Sie sagen, die Figur des Paul Bogenschütz wäre so eine Art „King Lear“. Was meinen Sie damit?

Natürlich steckt in der Geschichte des 90jährigen Seniorchefs Paul Bogenschütz, der sich am Ende seines Lebens mit seinem Sohn Michael und seinen Töchtern Marlies und Marianne streitet, auch ein wenig die uralte Geschichte vom alten König. Vereinfacht gesagt blickt der König, der Häuptling, der Stammesführer in diesen Geschichten an seinem Lebensabend auf seine Kinder und fragt sich, wer für die Zukunft gewappnet ist. So gesehen ähnelt die Figur des Paul Bogenschütz sicher „King Lear“, der bekannten Königsgeschichte von Shakespeare.  Paul gibt seinen Kindern auch seine Lebenserfahrungen weiter. Die wichtigste ist sicher: Nie wieder Krieg. Wenn ich mir etwas wünschen dürfte, dann dass wir aus den Fehlern der Generation Paul gelernt haben. Gleichzeitig wünsche ich mir, dass wir die Generation nicht vergessen.
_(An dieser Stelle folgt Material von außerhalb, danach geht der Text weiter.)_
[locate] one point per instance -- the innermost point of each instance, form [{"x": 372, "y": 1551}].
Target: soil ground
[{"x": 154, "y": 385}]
Viele Probleme die wir heute haben wirken, verglichen mit den unglaublichen Herausforderungen der Wirtschaftswundergeneration, lösbar.

Wie würden Sie die Kinder Bogenschütz in einem Satz beschreiben?

Mit Michael, Marlies, Marianne und Matthias Bogenschütz wird das moderne Deutschland erzählt und die positiven Entwicklungen der letzten Jahrzehnte bei uns spürbar gemacht: größere Weltoffenheit und persönliche Freiheit, moderne Lebenskonzepte und individuelle Lebensgestaltung. Aber Paul hat bis jetzt nur zwei Enkel, was ihn ärgert.

Wie war die Zusammenarbeit mit Christoph Bach (Michael Bogenschütz)?

Christoph Bach ist in Gomaringen aufgewachsen, nicht weit entfernt vom Drehort Hechingen. Er kennt die Mentalität der Menschen dort aus eigener Erfahrung und spricht die schwäbische Sprache. Wir kennen uns aus Berlin und wir haben uns schon während der Drehbucharbeit immer wieder getroffen. Ich hatte immer den Eindruck Christoph versteht den Humor des Buches und was ich da erzählen will.

Der Michael Bogenschütz ist eine sehr schwierige Rolle: Einerseits ist es die Hauptrolle, andererseits muss die Figur gegen den übermächtigen Vater anspielen, dem das Drehbuch viel Raum gibt. Und wer will schon mit Michael tauschen? Michael hält für die Familie die Stellung in Hechingen und ist der Einzige, der sich mit den Chinesen auskennt und weiß, was wirtschaftlich eigentlich abgeht. Seine Geschwister und sein Vater reden aber immer mit und wissen es besser. Als wir in Shanghai gedreht haben, waren im Hotel einige schwäbische Unternehmer, die dem Michael Bogenschütz sehr ähnelten und die, wie er, regelmäßig in China sind. Es hat Spaß gemacht tagsüber den Film zu drehen und abends an der Hotelbar den „realen Michael Bogenschütz“ zu treffen. Christoph und ich, wir zwinkerten uns dann nur zu und wussten „genau so“.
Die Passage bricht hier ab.